Way to keep me my on my toes Japan.

I was just starting to comfortably stereotype Japanese people as being “safe.” Maybe it's the new generation. The students seemed to really get a kick out of screaming “DANGER!”

There have been other questionable developments too. There is a man with excellent English skills that works at the Shell station who likes to give me things. What started out as a lifetime supply of noodles has now escalated to shopping bags full of cheesecake, coffee and teas, paper decorations and sandwiches. I don’t know what to do because he is not even creepy.

Meanwhile, I agreed to be on a relay team for the island’s relay race festival. I am on the scuba diving team with 5 other men who are all middle age. Not only was it news to me that I am younger than their children, but that I am penciled in for running almost 2 miles in 9 minutes, half of which is uphill. HA. However my real question comes from just finding out from someone else that I am running in the men’s race.

On top of this, all of a sudden my co-workers are acting like they somewhat respect me. It’s completely bizarre. And the middle-schoolers have gone in one day from running away from me, to spooning me.
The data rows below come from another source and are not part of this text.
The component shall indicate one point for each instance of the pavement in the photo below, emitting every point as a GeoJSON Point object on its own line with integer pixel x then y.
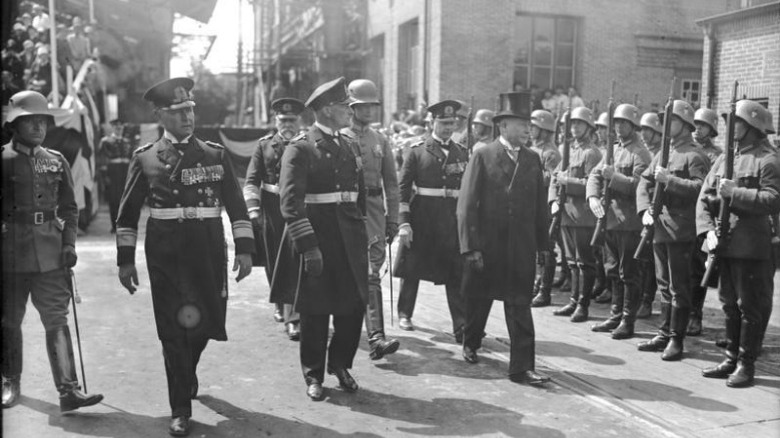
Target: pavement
{"type": "Point", "coordinates": [251, 386]}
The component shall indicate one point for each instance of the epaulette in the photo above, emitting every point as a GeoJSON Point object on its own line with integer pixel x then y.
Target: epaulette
{"type": "Point", "coordinates": [143, 148]}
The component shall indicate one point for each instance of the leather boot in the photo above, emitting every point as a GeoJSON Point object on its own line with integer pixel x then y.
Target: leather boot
{"type": "Point", "coordinates": [63, 369]}
{"type": "Point", "coordinates": [588, 278]}
{"type": "Point", "coordinates": [568, 309]}
{"type": "Point", "coordinates": [630, 306]}
{"type": "Point", "coordinates": [12, 366]}
{"type": "Point", "coordinates": [615, 310]}
{"type": "Point", "coordinates": [660, 340]}
{"type": "Point", "coordinates": [679, 323]}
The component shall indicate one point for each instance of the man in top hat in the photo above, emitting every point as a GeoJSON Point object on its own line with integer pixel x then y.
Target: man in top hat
{"type": "Point", "coordinates": [114, 155]}
{"type": "Point", "coordinates": [186, 182]}
{"type": "Point", "coordinates": [39, 217]}
{"type": "Point", "coordinates": [323, 205]}
{"type": "Point", "coordinates": [429, 230]}
{"type": "Point", "coordinates": [503, 221]}
{"type": "Point", "coordinates": [261, 193]}
{"type": "Point", "coordinates": [381, 189]}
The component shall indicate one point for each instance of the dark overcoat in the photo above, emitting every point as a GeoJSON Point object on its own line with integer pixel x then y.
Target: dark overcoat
{"type": "Point", "coordinates": [503, 213]}
{"type": "Point", "coordinates": [316, 163]}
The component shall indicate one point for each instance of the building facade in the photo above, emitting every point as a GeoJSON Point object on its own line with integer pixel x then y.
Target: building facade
{"type": "Point", "coordinates": [425, 51]}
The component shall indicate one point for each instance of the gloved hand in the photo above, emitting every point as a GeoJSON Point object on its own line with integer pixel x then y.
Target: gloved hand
{"type": "Point", "coordinates": [312, 262]}
{"type": "Point", "coordinates": [68, 256]}
{"type": "Point", "coordinates": [405, 235]}
{"type": "Point", "coordinates": [474, 259]}
{"type": "Point", "coordinates": [391, 229]}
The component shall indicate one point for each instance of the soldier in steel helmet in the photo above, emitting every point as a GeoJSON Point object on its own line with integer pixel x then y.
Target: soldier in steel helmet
{"type": "Point", "coordinates": [674, 234]}
{"type": "Point", "coordinates": [382, 200]}
{"type": "Point", "coordinates": [186, 182]}
{"type": "Point", "coordinates": [746, 267]}
{"type": "Point", "coordinates": [39, 217]}
{"type": "Point", "coordinates": [631, 158]}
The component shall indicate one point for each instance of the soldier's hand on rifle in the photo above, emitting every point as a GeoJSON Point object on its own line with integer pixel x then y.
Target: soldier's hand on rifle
{"type": "Point", "coordinates": [405, 235]}
{"type": "Point", "coordinates": [68, 256]}
{"type": "Point", "coordinates": [661, 174]}
{"type": "Point", "coordinates": [726, 187]}
{"type": "Point", "coordinates": [647, 218]}
{"type": "Point", "coordinates": [242, 264]}
{"type": "Point", "coordinates": [474, 259]}
{"type": "Point", "coordinates": [312, 262]}
{"type": "Point", "coordinates": [595, 206]}
{"type": "Point", "coordinates": [128, 276]}
{"type": "Point", "coordinates": [607, 172]}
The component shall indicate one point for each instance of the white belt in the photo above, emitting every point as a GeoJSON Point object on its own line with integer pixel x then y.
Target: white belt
{"type": "Point", "coordinates": [442, 193]}
{"type": "Point", "coordinates": [330, 198]}
{"type": "Point", "coordinates": [270, 188]}
{"type": "Point", "coordinates": [186, 213]}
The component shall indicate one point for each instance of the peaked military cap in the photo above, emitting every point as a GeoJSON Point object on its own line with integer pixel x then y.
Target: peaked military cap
{"type": "Point", "coordinates": [171, 94]}
{"type": "Point", "coordinates": [287, 107]}
{"type": "Point", "coordinates": [331, 92]}
{"type": "Point", "coordinates": [445, 110]}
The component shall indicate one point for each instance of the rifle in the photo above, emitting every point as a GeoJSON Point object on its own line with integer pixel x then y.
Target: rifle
{"type": "Point", "coordinates": [555, 223]}
{"type": "Point", "coordinates": [722, 229]}
{"type": "Point", "coordinates": [658, 194]}
{"type": "Point", "coordinates": [609, 159]}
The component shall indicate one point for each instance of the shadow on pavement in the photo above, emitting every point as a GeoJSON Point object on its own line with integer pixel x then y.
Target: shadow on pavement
{"type": "Point", "coordinates": [562, 349]}
{"type": "Point", "coordinates": [441, 416]}
{"type": "Point", "coordinates": [646, 390]}
{"type": "Point", "coordinates": [243, 423]}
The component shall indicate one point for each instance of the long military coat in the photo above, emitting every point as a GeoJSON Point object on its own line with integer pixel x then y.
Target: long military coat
{"type": "Point", "coordinates": [186, 258]}
{"type": "Point", "coordinates": [434, 254]}
{"type": "Point", "coordinates": [315, 162]}
{"type": "Point", "coordinates": [503, 213]}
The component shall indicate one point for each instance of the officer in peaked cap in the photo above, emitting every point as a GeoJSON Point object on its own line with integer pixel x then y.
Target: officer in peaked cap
{"type": "Point", "coordinates": [323, 204]}
{"type": "Point", "coordinates": [428, 233]}
{"type": "Point", "coordinates": [261, 193]}
{"type": "Point", "coordinates": [39, 217]}
{"type": "Point", "coordinates": [503, 221]}
{"type": "Point", "coordinates": [187, 183]}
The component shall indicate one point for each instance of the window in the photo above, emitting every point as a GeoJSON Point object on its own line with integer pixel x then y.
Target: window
{"type": "Point", "coordinates": [691, 91]}
{"type": "Point", "coordinates": [545, 51]}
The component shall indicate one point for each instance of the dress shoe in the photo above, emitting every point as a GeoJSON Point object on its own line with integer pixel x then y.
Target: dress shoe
{"type": "Point", "coordinates": [74, 399]}
{"type": "Point", "coordinates": [314, 391]}
{"type": "Point", "coordinates": [658, 343]}
{"type": "Point", "coordinates": [12, 390]}
{"type": "Point", "coordinates": [721, 370]}
{"type": "Point", "coordinates": [346, 382]}
{"type": "Point", "coordinates": [180, 426]}
{"type": "Point", "coordinates": [530, 377]}
{"type": "Point", "coordinates": [381, 347]}
{"type": "Point", "coordinates": [405, 324]}
{"type": "Point", "coordinates": [293, 331]}
{"type": "Point", "coordinates": [470, 355]}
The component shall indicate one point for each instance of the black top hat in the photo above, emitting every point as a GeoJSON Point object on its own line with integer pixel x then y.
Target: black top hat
{"type": "Point", "coordinates": [515, 104]}
{"type": "Point", "coordinates": [171, 94]}
{"type": "Point", "coordinates": [287, 107]}
{"type": "Point", "coordinates": [328, 93]}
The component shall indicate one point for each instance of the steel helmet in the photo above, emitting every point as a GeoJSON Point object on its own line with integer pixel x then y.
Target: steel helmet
{"type": "Point", "coordinates": [27, 103]}
{"type": "Point", "coordinates": [629, 112]}
{"type": "Point", "coordinates": [708, 117]}
{"type": "Point", "coordinates": [584, 114]}
{"type": "Point", "coordinates": [543, 120]}
{"type": "Point", "coordinates": [484, 117]}
{"type": "Point", "coordinates": [754, 114]}
{"type": "Point", "coordinates": [652, 121]}
{"type": "Point", "coordinates": [363, 91]}
{"type": "Point", "coordinates": [684, 111]}
{"type": "Point", "coordinates": [603, 120]}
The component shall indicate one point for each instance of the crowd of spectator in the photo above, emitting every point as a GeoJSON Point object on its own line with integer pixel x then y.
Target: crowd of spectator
{"type": "Point", "coordinates": [27, 54]}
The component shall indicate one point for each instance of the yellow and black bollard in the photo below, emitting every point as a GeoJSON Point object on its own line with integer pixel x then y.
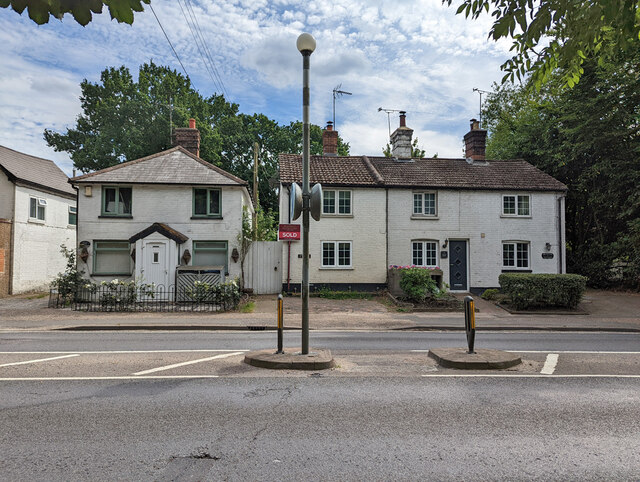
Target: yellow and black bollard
{"type": "Point", "coordinates": [470, 321]}
{"type": "Point", "coordinates": [280, 324]}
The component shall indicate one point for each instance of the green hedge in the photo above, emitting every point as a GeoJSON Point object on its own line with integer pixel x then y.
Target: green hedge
{"type": "Point", "coordinates": [535, 290]}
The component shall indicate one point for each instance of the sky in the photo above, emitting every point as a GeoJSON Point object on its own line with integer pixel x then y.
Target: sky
{"type": "Point", "coordinates": [412, 55]}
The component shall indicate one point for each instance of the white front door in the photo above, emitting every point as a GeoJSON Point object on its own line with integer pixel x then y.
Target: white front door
{"type": "Point", "coordinates": [155, 265]}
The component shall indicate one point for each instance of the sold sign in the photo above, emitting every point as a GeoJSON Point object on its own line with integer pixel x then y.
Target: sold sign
{"type": "Point", "coordinates": [289, 232]}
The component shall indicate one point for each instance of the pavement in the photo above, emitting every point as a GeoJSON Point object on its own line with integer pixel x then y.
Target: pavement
{"type": "Point", "coordinates": [599, 311]}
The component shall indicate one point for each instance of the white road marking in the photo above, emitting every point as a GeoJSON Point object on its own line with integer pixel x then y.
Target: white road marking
{"type": "Point", "coordinates": [126, 377]}
{"type": "Point", "coordinates": [428, 375]}
{"type": "Point", "coordinates": [550, 364]}
{"type": "Point", "coordinates": [176, 365]}
{"type": "Point", "coordinates": [534, 375]}
{"type": "Point", "coordinates": [38, 361]}
{"type": "Point", "coordinates": [585, 352]}
{"type": "Point", "coordinates": [113, 351]}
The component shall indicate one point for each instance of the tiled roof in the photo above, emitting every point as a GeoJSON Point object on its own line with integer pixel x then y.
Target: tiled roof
{"type": "Point", "coordinates": [34, 171]}
{"type": "Point", "coordinates": [424, 173]}
{"type": "Point", "coordinates": [173, 166]}
{"type": "Point", "coordinates": [352, 171]}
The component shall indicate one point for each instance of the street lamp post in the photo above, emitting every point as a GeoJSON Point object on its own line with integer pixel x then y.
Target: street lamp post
{"type": "Point", "coordinates": [306, 45]}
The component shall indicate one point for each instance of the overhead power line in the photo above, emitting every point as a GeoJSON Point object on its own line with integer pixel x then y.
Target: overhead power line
{"type": "Point", "coordinates": [170, 44]}
{"type": "Point", "coordinates": [206, 48]}
{"type": "Point", "coordinates": [201, 45]}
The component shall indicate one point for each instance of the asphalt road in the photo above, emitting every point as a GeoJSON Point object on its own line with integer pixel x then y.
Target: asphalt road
{"type": "Point", "coordinates": [183, 406]}
{"type": "Point", "coordinates": [338, 340]}
{"type": "Point", "coordinates": [318, 428]}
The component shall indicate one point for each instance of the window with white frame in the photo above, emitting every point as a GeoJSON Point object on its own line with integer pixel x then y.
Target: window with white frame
{"type": "Point", "coordinates": [424, 253]}
{"type": "Point", "coordinates": [516, 205]}
{"type": "Point", "coordinates": [515, 255]}
{"type": "Point", "coordinates": [112, 258]}
{"type": "Point", "coordinates": [424, 204]}
{"type": "Point", "coordinates": [37, 208]}
{"type": "Point", "coordinates": [116, 201]}
{"type": "Point", "coordinates": [336, 202]}
{"type": "Point", "coordinates": [73, 215]}
{"type": "Point", "coordinates": [336, 254]}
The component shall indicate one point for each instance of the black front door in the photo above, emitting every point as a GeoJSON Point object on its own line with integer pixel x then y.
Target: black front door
{"type": "Point", "coordinates": [458, 265]}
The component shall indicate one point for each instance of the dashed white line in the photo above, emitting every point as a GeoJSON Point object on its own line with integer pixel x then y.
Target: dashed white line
{"type": "Point", "coordinates": [177, 365]}
{"type": "Point", "coordinates": [550, 364]}
{"type": "Point", "coordinates": [37, 361]}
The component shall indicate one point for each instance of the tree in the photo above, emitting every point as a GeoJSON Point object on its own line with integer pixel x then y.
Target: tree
{"type": "Point", "coordinates": [40, 10]}
{"type": "Point", "coordinates": [558, 34]}
{"type": "Point", "coordinates": [589, 138]}
{"type": "Point", "coordinates": [415, 150]}
{"type": "Point", "coordinates": [124, 119]}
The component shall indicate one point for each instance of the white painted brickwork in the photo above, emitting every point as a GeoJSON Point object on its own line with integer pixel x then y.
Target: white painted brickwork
{"type": "Point", "coordinates": [171, 205]}
{"type": "Point", "coordinates": [6, 197]}
{"type": "Point", "coordinates": [37, 258]}
{"type": "Point", "coordinates": [468, 215]}
{"type": "Point", "coordinates": [365, 228]}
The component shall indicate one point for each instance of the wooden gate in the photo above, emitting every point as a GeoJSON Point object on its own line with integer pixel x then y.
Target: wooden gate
{"type": "Point", "coordinates": [262, 266]}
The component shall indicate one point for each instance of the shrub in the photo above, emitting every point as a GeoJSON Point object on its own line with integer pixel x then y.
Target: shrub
{"type": "Point", "coordinates": [490, 294]}
{"type": "Point", "coordinates": [530, 290]}
{"type": "Point", "coordinates": [68, 282]}
{"type": "Point", "coordinates": [417, 284]}
{"type": "Point", "coordinates": [119, 295]}
{"type": "Point", "coordinates": [224, 294]}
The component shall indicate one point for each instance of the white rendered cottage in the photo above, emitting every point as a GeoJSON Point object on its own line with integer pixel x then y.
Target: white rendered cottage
{"type": "Point", "coordinates": [143, 219]}
{"type": "Point", "coordinates": [37, 216]}
{"type": "Point", "coordinates": [472, 219]}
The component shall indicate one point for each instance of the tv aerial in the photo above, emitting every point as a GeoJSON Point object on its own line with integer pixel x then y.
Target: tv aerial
{"type": "Point", "coordinates": [337, 92]}
{"type": "Point", "coordinates": [388, 111]}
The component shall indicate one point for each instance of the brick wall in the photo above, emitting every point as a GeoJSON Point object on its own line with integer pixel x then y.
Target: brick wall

There is nothing like feeling someone grab your hips and caress you from behind only to turn around and see a tiny Japanese girl.

I wish I knew what my secret was. It is kind of unsettling really. Not knowing what is going on or what I am exactly doing everyday can in effect lead me to question how well I know myself these days. Those of you that know me well, know I regularly do things to embarrass myself. Well, Japan is so awkward in the first place, any actions on my part go unnoticed or blend right in. This has been really disorienting. Luckily, this identity crisis was addressed last weekend when I pantsed myself.

I happened to be pulling off a scuba diving dry suit and took my pants off with it. Sensing something was amiss while standing in front of a few old Japanese men, I looked down to confirm I was indeed standing in my underwear. I started to laugh so hard that I couldn’t see, and I proceeded to crash into a rack of fishing poles. Somehow I didn’t hook myself, and found the whole experience to be comforting. However, after the old men laughed, they refused to acknowledge what had just occurred. Come on. We all know it happened. It was a loud disaster. Don’t deny me this.